Bu, Paris’te eşine rastlandığı gibi bir muvaffakiyet, yani çılgınca bir muvaffakiyet, onu taşımaya gücü yetmeyen omuzları, belleri olmayan kimseleri ezecek bir muvaffakiyetti. Gazetelerde, mecmualarda Kont Wenceslas Steinbock’tan bahsediliyordu. Oysaki ne onun ne de Matmatzel Fischer’in bunlardan haberi vardı. Her gün, Matmazel Fischer akşam yemeği için evden çıkar çıkmaz Wenceslas, Baron’un evine giderdi. Yalnız Bette, kuzini Hulot’ya geldiği gün hariç, orada bir iki saat kalırdı. Bu hâl, böylece birkaç gün devam etti.
Kont Steinbock’ın kıymetlerinden, hüviyetinden emin olan Baron; sanatkârın karakterinden, tabiatından çok hoşlanan Barones; anasının, babasının aşkını tasvip etmelerinden, sevgisinin büyük şöhretinden gurur duyan Hortense, evlenme işini konuşmakta artık tereddüt etmemişlerdi. Nihayet sanatkâr sonsuz bir saadet içinde idi. Oysaki Madam Marneffe’in bir boşboğazlığı her şeyi berbat etti. Bakın, nasıl…
Baron Hulot’nun Madam Marneffe ile -o evde bir gözü olsun diye-dost kılmak istediği Lisbeth, kendi hesabına Hulot ailesinde bir kulağı bulunsun isteyerek ihtiyar kızı pohpohlayan Valérie’nin evinde akşam yemeğini yemişti. Valérie yerleşeceği yeni apartmanın uğurlu kademli olsun ziyafetine Matmazel Fischer’i davet etmeyi düşündü. Akşam yemeklerine gidecek bir ev daha bulmaktan bahtiyar ve Madam Marneffe tarafından elde edilen ihtiyar kız, kalbinde ona karşı bir muhabbet duymuştu. Münasebette bulunduğu insanlardan hiçbiri kendisine bu kadar yaltaklanmamıştı. Gerçekten de Kuzin Bette, Barones’in, Mösyö Rivet’nin, Crevel’in ve evlerinde yemek yediği herkes karşısında ne ise, Madam Marneffe de istediğini anlayıp yerine getirmek için gözüne baktığı Matmazel Fischer’in karşısında o idi. Marneffeler evlerindeki sıkıntıyı, darlığı -ki bunu daima güzel renklerle boyamaya çalışırlardı- göstererek bilhassa Kuzin Bette’in merhametini tahrik etmişlerdi: Minnettar ve nankör dostlar, hastalıklar, sefaletini kendisinden sakladıkları ve çok büyük fedakârlıklar sayesinde kendini daima debdebe içinde sanarak ölen bir anne, Madam Fortin, vesaire vesaire…

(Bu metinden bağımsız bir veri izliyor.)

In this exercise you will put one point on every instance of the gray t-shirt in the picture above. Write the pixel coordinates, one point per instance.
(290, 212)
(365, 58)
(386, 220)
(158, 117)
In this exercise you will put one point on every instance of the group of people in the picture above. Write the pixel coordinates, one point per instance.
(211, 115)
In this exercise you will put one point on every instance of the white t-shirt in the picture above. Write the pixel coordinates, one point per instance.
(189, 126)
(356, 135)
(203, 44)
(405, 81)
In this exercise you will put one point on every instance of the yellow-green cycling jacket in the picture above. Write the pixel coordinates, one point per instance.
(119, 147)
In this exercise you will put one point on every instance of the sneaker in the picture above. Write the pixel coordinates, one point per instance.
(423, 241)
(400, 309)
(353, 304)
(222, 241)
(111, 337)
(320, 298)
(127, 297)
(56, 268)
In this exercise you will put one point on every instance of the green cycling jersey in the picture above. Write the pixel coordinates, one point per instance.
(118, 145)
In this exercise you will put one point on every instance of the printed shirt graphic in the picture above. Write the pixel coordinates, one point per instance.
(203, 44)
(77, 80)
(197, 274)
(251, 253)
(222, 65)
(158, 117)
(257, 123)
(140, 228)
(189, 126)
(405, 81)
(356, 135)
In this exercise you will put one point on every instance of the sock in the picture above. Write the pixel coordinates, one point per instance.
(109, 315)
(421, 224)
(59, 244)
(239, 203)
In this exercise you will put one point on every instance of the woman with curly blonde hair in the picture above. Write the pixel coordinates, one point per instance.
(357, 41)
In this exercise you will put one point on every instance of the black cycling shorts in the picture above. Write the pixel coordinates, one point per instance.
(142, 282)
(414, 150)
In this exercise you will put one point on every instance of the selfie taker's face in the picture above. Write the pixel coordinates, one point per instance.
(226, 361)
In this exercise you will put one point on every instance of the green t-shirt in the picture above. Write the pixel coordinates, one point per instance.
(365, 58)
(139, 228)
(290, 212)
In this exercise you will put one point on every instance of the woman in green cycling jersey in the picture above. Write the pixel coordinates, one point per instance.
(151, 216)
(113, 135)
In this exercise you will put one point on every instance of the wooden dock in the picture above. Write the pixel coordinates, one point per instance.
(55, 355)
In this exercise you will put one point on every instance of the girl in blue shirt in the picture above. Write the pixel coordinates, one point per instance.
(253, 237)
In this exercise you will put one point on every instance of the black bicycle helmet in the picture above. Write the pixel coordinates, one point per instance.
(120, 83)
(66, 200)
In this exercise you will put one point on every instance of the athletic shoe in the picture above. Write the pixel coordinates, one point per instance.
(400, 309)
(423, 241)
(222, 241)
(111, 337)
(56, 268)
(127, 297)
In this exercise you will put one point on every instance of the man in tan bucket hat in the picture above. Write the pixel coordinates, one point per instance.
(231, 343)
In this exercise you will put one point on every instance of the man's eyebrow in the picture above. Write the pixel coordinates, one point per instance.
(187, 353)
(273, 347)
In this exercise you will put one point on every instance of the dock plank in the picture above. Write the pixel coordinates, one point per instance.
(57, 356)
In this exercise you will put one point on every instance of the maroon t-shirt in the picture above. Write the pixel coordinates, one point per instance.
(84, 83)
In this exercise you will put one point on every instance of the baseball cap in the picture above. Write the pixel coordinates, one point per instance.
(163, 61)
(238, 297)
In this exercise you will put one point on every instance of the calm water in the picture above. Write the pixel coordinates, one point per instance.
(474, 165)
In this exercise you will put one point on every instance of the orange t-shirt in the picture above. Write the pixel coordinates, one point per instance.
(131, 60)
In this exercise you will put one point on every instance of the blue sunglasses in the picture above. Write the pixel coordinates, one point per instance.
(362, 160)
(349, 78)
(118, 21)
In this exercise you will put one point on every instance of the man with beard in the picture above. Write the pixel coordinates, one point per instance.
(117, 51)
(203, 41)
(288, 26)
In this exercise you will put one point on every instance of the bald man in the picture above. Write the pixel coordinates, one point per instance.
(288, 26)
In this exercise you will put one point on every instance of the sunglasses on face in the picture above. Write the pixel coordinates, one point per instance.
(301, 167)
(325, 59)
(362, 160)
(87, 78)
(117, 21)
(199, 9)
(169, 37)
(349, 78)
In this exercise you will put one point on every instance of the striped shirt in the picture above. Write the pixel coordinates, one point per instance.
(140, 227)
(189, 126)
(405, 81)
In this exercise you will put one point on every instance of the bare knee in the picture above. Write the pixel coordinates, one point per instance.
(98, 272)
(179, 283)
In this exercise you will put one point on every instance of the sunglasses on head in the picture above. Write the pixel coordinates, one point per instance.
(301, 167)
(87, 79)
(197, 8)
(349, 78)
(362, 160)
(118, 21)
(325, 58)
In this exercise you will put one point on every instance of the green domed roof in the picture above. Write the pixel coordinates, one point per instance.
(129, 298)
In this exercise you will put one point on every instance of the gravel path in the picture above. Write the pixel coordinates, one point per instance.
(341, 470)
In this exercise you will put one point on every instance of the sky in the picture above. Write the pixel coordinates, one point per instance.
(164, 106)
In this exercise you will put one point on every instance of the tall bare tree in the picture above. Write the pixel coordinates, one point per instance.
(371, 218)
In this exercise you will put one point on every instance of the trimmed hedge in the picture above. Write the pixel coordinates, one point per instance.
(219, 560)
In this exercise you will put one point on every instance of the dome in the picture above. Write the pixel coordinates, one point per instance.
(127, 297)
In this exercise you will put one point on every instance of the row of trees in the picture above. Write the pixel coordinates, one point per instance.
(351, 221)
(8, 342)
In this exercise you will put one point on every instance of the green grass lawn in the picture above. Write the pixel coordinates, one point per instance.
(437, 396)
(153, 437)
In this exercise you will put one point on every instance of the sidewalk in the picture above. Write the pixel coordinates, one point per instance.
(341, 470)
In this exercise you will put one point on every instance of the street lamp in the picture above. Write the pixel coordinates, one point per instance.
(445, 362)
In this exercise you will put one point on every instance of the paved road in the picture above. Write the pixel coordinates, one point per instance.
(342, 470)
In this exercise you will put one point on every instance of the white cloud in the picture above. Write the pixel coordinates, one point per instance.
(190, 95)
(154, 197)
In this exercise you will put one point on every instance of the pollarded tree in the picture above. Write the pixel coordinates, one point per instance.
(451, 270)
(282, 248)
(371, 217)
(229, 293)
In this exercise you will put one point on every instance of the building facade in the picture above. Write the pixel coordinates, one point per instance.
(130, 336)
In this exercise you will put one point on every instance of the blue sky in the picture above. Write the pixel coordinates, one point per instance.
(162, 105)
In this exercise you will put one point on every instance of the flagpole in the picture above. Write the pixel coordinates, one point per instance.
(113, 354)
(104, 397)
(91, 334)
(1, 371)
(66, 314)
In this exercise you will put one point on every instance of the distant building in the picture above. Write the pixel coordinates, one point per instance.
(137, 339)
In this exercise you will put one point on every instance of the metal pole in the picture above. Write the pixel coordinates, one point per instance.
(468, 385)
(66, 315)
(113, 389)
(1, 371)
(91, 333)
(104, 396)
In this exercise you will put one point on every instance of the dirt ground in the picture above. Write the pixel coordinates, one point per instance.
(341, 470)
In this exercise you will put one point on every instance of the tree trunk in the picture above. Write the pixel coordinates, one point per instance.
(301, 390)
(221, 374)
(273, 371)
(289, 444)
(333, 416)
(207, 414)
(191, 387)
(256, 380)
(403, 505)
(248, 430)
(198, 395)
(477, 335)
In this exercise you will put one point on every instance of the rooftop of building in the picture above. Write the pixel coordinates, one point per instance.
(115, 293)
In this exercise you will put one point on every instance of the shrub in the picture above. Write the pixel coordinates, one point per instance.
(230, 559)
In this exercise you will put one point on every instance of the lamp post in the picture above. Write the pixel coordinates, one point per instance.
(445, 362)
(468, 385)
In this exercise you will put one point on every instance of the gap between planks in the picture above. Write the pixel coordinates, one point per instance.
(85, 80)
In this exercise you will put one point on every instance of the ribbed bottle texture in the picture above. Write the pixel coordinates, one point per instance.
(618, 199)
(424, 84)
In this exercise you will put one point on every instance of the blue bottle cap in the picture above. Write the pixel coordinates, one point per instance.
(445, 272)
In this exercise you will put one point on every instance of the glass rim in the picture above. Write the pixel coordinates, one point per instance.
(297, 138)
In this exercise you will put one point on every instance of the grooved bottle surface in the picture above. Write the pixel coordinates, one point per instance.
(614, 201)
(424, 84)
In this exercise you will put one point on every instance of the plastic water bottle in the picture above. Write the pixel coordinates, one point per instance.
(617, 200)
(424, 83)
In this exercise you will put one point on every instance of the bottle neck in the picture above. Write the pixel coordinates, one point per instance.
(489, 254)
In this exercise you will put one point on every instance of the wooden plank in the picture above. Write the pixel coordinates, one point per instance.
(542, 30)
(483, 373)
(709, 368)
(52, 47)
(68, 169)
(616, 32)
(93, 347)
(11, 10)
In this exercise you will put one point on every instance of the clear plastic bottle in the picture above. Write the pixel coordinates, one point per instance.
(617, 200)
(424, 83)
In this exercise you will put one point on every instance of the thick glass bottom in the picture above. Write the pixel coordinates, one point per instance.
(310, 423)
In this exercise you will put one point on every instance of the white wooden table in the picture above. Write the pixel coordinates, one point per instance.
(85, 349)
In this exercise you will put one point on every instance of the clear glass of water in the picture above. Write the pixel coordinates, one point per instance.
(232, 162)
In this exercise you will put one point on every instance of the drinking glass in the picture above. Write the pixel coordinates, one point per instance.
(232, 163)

“Zavallı insanlar!” diyordu kuzin, Hulot’ya. “Onlarla alakadar olmakta çok haklısın, buna o kadar lakayttırlar ki çünkü ne kadar cesaretli, ne kadar iyi insanlar! Şef muavini mevkilerinin temin ettiği bin ekü ile zar zor geçinebiliyorlar çünkü Mareşal Montcornet’nin ölümünden beri borçlanmışlar. Karısı, çoluğu çocuğu olan bir memurun Paris’te iki bin dört yüz frank maaşla geçinmesini istemek devlet hesabına barbarlıktır.”
Kendisiyle dostmuş gibi hareket eden, her şeyi danışan, koltuklayan, her şeyi söyleyen, kendisini ihtiyar kızın idaresine bırakmak ister görünen bu genç kadını, az zaman zarfında eksantrik Kuzin Bette bütün akrabalarından daha fazla sevmeye başladı.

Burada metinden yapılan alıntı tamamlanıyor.